Expertos señalan que la transición del descanso al ritmo acelerado de las ciudades y los compromisos laborales puede generar irritabilidad, problemas de concentración y malestar físico. La situación se agrava en personas con trabajos rutinarios, poco satisfactorios o inseguros, lo que aumenta la vulnerabilidad a este tipo de trastornos.
La falta de adaptación al entorno laboral, sumada a la frustración y la ausencia de expectativas profesionales, puede derivar en problemas psicosomáticos como insomnio, cefaleas tensionales y fatiga crónica. En algunos casos, los síntomas requieren atención psicológica o médica para evitar que se conviertan en un problema persistente.
Curiosamente, también existe lo que algunos especialistas llaman “síndrome vacacional”, relacionado con la dificultad de pasar de un entorno laboral exigente a un descanso prolongado. Factores como el estrés económico, la convivencia intensa, el abuso de alcohol o tabaco y los cambios alimentarios pueden generar tensión incluso durante el periodo de descanso.

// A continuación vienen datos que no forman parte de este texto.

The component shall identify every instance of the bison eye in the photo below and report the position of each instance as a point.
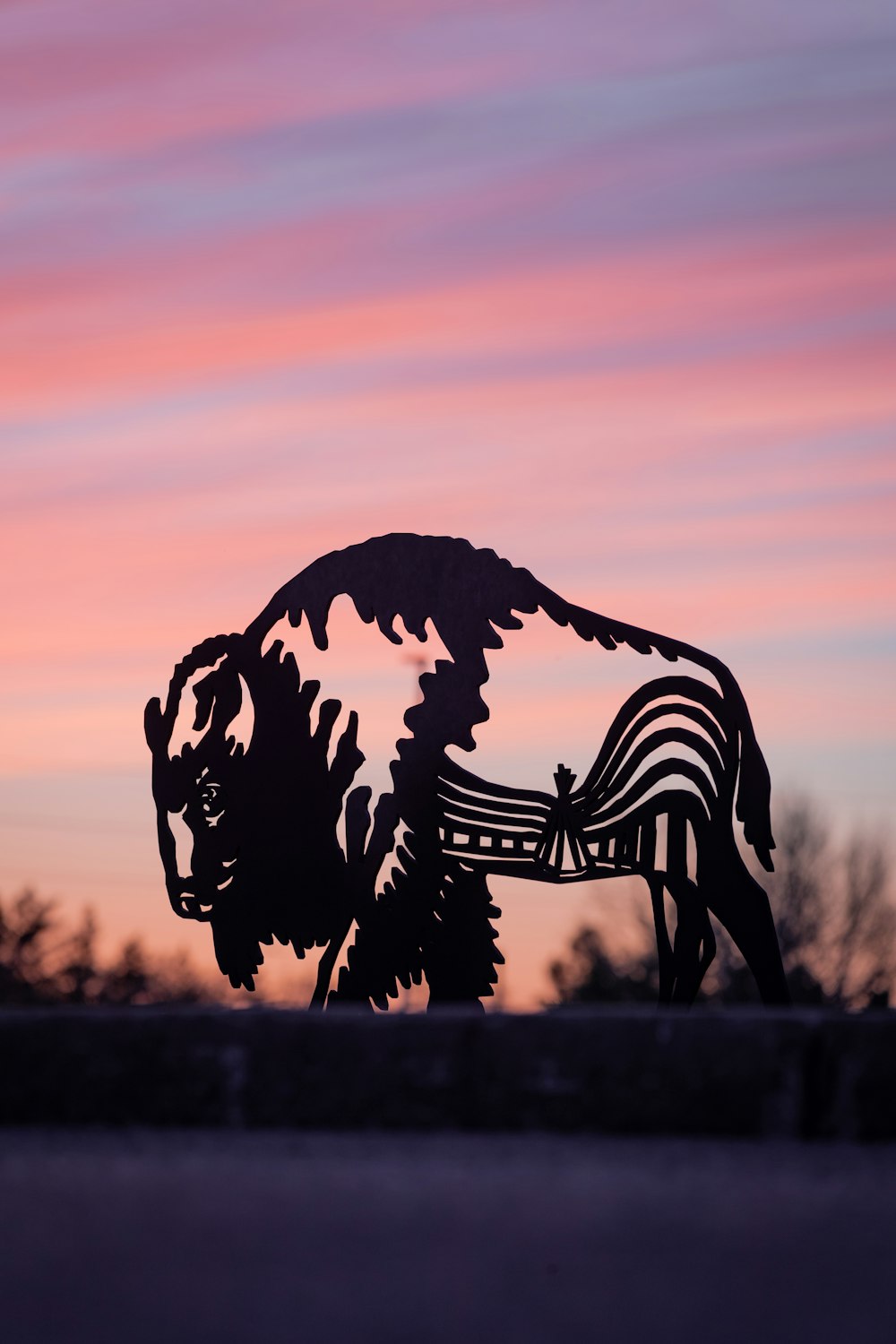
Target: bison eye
(211, 801)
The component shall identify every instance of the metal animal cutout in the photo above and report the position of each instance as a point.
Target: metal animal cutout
(265, 816)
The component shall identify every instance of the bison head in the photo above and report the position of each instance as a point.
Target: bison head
(260, 797)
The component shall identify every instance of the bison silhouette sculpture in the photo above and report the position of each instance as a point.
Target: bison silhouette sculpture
(284, 844)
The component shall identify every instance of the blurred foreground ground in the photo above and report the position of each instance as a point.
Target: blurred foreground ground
(437, 1238)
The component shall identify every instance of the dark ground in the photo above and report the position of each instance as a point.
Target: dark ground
(134, 1236)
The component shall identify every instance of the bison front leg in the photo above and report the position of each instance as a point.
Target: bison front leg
(461, 957)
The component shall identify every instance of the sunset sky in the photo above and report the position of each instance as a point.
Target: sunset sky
(610, 289)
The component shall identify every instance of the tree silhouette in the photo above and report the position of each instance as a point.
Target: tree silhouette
(834, 913)
(45, 962)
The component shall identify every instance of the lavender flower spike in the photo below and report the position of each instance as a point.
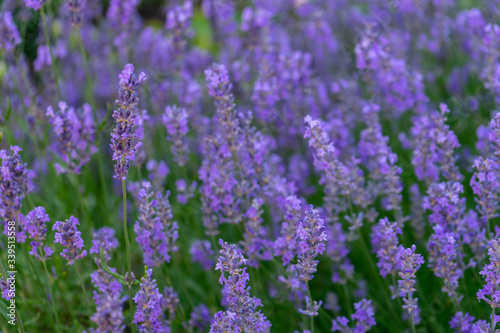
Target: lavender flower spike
(149, 317)
(68, 236)
(241, 314)
(122, 138)
(312, 242)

Los llamados “adictos al trabajo” representan otro grupo vulnerable, ya que permanecen conectados a sus obligaciones incluso en vacaciones, lo que impide una verdadera desconexión y aumenta el riesgo de estrés crónico y depresión.
El regreso a la rutina, marcado por madrugones, tráfico, gastos escolares y nuevas exigencias laborales, puede convertirse en un detonante de este síndrome. Los especialistas recomiendan una reincorporación gradual, hábitos saludables y estrategias de adaptación para que las vacaciones funcionen como una fuente de energía y no como el inicio de un ciclo de agotamiento.